Synthesis, characterization, and biodistribution of a Technetium-99m ‘3+1’ fatty acid derivative. The crystal and molecular structures of a series of oxorhenium model complexes

Abstract

The ‘3+1’ design of complexes of the {Re VO} 3+ core was exploited in the preparation of two series of compounds incorporating fatty acid components. In one case, the fatty acid subunit is attached to the monodentate ligand ‘1’ of the [ReO(tridentate)(monodentate)] complex, with the tridentate component consisting of the sulfido–dithiolate donor, {(SCH 2CH 2) 2S} 2−, and represented by the complexes [ReO{η 3-(SCH 2CH 2) 2S}{η 1-S(CH 2) 4CO 2H}] ( 1) and [ReO{η 3-(SCH 2CH 2) 2S}{η 1-S(CH 2) 10CO 2H}] ( 2). The second series exhibits the fatty acid attachment at the tridentate site, {(SCH 2CH 2) 2NR} 2−, in the complexes of the general type [ReO{η 3-(SCH 2CH 2) 2NR}{η 1-SC 6H 4X}] ( 4: R=–(CH 2) 7CH 3, X=–Cl; 5: R=–(CH 2) 7CH 3, X=–Br; 6: R=–(CH 2) 7CH 3, X=–OCH 3) and [ReO{η 3-(SCH 2CH 2) 2NR}{η 1-SCH 2C 6H 4X}] ( 7: R=–(CH 2) 7CH 3, X=Cl; 8: R=–(CH 2) 15CH 3, X=–H).

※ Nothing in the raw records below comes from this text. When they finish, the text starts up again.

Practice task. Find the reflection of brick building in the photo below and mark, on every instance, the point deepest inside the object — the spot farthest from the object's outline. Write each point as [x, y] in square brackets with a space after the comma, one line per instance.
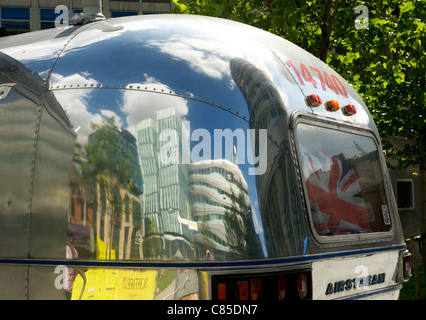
[106, 210]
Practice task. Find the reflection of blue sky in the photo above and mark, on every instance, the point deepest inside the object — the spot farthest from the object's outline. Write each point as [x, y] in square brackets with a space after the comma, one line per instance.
[165, 59]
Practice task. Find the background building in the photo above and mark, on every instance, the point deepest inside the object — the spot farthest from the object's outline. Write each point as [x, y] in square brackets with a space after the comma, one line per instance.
[18, 16]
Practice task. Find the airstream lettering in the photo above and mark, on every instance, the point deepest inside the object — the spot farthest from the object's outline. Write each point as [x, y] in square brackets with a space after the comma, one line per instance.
[174, 157]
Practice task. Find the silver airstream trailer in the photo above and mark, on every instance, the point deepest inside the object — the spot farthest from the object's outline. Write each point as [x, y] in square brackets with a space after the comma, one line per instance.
[186, 157]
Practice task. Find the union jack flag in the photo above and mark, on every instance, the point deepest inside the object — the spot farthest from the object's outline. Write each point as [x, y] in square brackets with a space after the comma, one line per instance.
[337, 204]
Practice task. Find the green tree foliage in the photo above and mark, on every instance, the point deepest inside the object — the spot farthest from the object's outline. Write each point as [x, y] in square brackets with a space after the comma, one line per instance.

Compounds 1 and 2 exhibit square-pyramidal geometry, while 4– 8 approach more closely the trigonal bipyramidal prototype. The 99mTc analogue [ 99mTcO{η 3-(SCH 2CH 2) 2N(CH 2) 15CO 2H}{η 1-SCH 2C 6H 5}] ( 9) was also prepared. Preliminary biodistribution studies in rats indicate poor heart-to-blood ratios (less than 1.0), suggesting that the complex is not a useful reagent for heart imaging.